Now it was every man for himself, fighting for survival. Many climbed the steep rocks, where the fangirls couldn't reach without chakra, and mercilessly booted out the fellow ninjas seeking shelter in the same places, leaving them to the unsavory fate at the hands of the crazed captors.

There were a few small islands of resistance on the stormy sea of fangirlism. Some ninjas still fought a desperate battle against the tide of invading species. Sakura and Hinata decimated hundreds to protect their precious, still vestal men from violation by the tainted touch of a fangirl. Tenten skewered and razed through battalions who tried to reach and defile Neji's dead body, while Ino and Temari guarded weakened Shikamaru.

Kakashi and Fourth Hokage were back to back, shielding also Obito's prone body. Even though there were hills of enemy carcasses strewn around them, the new attackers came undeterred. Team Minato was on their last leg much sooner than they would have liked..

"Sensei, Obito," Kakashi rasped. "It was good to see you both again."

"Likewise," Minato smiled warmly at his students. It was a goodbye.

"Rin..." Obito mumbled weakly as they were all taken down by the next wave of attackers.

The pockets of resistance were falling under the constant onslaught, while the shinobi hiding in high places were dragged down by fangirls who had climbed one on another like acrobats to reach them.

There was only one group that still fought on.

"Sasuke-kuuun! You will be miiine!" shouted Karin, who had unexpectedly (or not) joined the fangirl ranks, and leaped at the Uchiha, however instead of tackling him, she landed her face into Sakura's heavy punch, which thankfully knocked the redhead out.

"Leave Sasuke-kun alone!" the medic yelled, standing protectively in front of her old teammate, fists at the ready. She was panting hard, exhausted by the prolonging battle with no end in sight, but willing to fight for her love to the bitter end. The same could be said about Hinata, who had never looked as fierce and aggressive as now, when she was facing the crazies trying to hurt her man.

"You two bitches should die and burn in HELL! Give us our Naru-poo and Sasu-cakes!" the demented fangirls demanded, not stopping their assault even for a second.

"YOU SHALL NOT PASS!" Sakura thundered, throwing hooks and jabs and occasional kicks right and left. However, the tiredness finally got to her too and she slipped up, not fast enough to raise a guard against a powerful gut punch that smashed at her insides. Gasping for breath, she fell to her knees.

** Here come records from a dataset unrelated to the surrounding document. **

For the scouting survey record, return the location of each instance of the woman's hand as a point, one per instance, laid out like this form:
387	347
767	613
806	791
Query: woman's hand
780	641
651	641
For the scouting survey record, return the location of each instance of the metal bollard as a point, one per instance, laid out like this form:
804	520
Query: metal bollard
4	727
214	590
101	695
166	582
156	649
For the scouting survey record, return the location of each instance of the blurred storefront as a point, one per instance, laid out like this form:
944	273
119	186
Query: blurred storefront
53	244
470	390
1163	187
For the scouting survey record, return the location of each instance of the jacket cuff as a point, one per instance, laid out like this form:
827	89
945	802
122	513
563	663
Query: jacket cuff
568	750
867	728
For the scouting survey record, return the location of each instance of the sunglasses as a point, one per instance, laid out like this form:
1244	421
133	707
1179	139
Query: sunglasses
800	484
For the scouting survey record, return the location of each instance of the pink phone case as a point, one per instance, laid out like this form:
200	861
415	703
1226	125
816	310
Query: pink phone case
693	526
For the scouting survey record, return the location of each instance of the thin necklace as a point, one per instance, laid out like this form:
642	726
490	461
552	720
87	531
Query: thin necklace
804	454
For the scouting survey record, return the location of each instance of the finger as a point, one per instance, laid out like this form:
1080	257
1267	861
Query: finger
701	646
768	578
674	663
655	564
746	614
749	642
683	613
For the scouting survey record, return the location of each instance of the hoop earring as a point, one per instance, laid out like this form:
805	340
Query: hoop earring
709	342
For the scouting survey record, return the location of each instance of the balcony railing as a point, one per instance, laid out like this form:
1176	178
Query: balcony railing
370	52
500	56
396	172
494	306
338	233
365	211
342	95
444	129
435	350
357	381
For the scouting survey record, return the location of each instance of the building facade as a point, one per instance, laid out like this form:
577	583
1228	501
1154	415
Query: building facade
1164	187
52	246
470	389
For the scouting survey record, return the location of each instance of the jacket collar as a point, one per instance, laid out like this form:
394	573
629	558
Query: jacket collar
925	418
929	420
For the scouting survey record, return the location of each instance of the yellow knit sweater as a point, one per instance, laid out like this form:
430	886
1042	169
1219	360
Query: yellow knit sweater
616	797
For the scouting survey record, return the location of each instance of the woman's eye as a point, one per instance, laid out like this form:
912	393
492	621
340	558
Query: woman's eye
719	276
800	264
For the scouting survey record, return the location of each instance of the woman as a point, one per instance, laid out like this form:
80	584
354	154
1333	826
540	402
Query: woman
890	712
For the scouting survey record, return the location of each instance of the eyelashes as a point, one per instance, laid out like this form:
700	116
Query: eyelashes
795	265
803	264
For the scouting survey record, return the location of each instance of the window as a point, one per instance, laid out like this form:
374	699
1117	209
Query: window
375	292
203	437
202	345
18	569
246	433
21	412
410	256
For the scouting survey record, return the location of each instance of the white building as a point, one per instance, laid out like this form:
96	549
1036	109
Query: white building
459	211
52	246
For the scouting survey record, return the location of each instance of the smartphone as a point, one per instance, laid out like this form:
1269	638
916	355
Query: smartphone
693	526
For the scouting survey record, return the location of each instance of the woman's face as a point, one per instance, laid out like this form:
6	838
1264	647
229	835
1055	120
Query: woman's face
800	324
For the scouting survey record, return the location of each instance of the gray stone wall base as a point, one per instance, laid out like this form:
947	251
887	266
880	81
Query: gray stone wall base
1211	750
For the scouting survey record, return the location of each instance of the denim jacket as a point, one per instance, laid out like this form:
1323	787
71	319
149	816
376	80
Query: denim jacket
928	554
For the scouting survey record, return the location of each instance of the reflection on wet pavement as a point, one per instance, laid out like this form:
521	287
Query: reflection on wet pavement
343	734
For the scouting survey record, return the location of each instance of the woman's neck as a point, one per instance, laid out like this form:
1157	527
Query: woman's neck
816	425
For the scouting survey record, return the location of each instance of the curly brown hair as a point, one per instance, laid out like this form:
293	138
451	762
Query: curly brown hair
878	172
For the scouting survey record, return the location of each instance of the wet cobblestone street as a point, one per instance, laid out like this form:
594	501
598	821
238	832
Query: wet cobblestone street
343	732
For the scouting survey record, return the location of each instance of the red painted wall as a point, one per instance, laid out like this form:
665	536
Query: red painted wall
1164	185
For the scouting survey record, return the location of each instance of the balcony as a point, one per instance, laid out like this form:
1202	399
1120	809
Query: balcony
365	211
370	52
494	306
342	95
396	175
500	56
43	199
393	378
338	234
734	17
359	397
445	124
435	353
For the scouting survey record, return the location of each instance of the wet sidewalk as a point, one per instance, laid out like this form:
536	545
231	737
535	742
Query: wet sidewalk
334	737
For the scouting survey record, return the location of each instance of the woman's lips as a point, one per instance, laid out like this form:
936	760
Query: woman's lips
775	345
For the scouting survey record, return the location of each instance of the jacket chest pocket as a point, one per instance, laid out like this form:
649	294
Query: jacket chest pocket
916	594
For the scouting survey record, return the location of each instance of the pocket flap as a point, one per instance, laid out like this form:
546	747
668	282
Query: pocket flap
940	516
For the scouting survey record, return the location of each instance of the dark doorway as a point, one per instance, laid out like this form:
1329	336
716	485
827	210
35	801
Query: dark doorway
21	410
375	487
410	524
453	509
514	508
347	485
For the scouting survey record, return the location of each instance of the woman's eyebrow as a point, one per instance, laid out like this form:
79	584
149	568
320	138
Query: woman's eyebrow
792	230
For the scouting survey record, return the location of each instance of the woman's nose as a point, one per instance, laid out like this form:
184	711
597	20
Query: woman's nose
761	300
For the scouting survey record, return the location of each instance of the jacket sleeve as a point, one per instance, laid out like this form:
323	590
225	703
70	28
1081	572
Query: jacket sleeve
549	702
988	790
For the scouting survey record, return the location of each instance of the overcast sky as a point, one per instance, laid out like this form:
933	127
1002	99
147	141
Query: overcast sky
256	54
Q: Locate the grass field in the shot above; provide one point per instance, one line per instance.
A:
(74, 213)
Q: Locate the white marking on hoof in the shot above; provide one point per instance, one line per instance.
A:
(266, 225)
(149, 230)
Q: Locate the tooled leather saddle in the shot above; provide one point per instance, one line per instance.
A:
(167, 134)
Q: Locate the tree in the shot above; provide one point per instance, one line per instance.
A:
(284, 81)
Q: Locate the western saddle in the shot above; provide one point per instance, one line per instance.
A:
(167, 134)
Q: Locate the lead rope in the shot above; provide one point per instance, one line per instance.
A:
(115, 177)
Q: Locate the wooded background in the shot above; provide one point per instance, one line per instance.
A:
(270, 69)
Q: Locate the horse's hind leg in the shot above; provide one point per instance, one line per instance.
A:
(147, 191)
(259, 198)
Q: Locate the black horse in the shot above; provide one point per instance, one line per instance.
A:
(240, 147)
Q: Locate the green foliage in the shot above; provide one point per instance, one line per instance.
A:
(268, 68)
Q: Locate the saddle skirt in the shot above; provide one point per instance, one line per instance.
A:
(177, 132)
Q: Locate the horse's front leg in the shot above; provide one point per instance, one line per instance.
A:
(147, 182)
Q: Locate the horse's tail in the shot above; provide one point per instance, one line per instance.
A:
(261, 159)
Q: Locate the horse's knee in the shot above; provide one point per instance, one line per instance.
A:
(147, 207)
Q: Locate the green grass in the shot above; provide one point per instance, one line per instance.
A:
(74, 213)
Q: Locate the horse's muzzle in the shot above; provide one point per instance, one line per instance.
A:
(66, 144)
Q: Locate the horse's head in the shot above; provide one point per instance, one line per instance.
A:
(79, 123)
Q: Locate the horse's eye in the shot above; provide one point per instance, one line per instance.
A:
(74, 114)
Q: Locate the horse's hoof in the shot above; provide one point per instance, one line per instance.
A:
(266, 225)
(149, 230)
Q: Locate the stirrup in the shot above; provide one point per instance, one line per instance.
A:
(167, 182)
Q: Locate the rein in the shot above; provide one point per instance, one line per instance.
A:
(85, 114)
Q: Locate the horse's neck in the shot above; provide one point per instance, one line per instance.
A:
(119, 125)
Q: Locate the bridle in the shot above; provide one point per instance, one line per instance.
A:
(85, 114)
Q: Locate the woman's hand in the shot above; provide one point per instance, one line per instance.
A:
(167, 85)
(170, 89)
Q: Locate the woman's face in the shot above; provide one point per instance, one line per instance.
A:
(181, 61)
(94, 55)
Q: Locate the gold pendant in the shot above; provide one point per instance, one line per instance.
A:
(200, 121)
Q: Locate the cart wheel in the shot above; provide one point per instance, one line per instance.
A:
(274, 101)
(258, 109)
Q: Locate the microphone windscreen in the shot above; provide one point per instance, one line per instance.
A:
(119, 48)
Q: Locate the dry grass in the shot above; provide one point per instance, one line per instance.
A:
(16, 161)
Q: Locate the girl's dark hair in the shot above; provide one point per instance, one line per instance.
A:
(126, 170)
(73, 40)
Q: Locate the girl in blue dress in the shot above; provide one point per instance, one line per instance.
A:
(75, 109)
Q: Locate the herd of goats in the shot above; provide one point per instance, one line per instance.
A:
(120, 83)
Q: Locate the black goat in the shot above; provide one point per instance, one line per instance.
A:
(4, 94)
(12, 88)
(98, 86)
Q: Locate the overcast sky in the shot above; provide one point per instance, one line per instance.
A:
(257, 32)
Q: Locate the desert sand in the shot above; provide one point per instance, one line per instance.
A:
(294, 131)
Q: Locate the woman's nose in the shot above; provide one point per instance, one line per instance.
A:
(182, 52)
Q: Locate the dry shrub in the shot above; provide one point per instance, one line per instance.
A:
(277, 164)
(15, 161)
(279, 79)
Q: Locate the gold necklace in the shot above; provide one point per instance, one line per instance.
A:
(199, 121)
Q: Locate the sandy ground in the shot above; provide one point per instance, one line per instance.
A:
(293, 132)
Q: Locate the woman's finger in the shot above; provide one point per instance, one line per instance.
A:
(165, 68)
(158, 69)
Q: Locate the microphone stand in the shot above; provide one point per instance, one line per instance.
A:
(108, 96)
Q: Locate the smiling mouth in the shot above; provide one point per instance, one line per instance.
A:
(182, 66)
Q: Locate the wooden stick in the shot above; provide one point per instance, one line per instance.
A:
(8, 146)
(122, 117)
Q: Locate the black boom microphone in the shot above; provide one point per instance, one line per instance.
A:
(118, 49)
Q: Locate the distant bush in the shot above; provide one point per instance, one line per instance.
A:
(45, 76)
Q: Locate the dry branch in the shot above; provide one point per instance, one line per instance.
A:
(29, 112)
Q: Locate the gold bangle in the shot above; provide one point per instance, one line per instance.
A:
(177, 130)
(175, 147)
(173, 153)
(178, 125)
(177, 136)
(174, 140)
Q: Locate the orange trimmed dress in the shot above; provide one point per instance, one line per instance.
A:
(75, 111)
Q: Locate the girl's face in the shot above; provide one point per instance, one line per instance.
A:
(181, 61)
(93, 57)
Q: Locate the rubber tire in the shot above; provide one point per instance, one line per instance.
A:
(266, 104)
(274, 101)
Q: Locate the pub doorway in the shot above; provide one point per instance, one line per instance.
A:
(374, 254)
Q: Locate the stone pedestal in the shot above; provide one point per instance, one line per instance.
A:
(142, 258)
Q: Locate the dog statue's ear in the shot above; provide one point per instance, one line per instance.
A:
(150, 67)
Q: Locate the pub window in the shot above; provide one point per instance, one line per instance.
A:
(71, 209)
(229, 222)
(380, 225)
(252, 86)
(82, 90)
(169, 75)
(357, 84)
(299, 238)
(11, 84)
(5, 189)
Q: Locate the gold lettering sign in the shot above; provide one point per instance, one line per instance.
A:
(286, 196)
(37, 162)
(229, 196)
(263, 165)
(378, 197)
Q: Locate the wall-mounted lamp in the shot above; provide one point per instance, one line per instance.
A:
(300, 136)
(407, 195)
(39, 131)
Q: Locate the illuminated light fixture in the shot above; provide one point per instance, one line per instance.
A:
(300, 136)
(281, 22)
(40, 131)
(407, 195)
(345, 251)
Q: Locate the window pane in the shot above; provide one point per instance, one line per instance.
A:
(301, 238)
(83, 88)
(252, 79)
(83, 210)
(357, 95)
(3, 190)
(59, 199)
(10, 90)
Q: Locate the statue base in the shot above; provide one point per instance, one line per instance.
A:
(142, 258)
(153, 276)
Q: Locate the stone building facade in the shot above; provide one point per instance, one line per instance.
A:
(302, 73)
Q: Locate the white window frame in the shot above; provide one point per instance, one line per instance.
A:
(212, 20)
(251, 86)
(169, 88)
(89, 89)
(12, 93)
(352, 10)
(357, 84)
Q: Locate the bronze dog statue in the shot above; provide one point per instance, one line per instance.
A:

"Sasuke-kun! No!" she cried out as the fangirls got through her line of defense.

"Sakura!" Sasuke called her name. The creatures were carrying him away, but his eyes remained locked with hers, expressing his regret and barely realized love as he extended his hand to her in a futile gesture that she couldn't help but reciprocate.

Tears blurring her vision, Sakura's body thumped to the ground lifelessly.

With her downfall, it was just a matter of time before the same fate came upon Hinata and Naruto, who was dragged away kicking and screaming as the downed Hyuuga watched his capture helplessly, her mind surrendering to despair and self-recrimination. She blamed herself for not being stronger, the blood loss soon making her slight frame pitch forward in a dead faint.

What happened throughout the rest of this cursed night, under the red light of the full moon, is best to be forgotten and never mentioned again.

When the sun rose again, it witnessed the devastation wrought by the shinobi war and the subsequent invasion. Survivors wandered around numbly, dazed and confused due to the trauma they had undergone. The post-apocalyptic scenery of upturned, cheese-like ground and troughs of decaying cadavers was however free of the fangirl plague, which vanished in fear of the sunlight, retreating to the safety of its lair to lay in wait until it would be summoned by a shirtless sex god once again.

And from there on, there was peace in the shinobi world.


AN: I wrote it in the middle of a night. Pardon my insanity and the fangirl cliché taken to the extreme. Lol.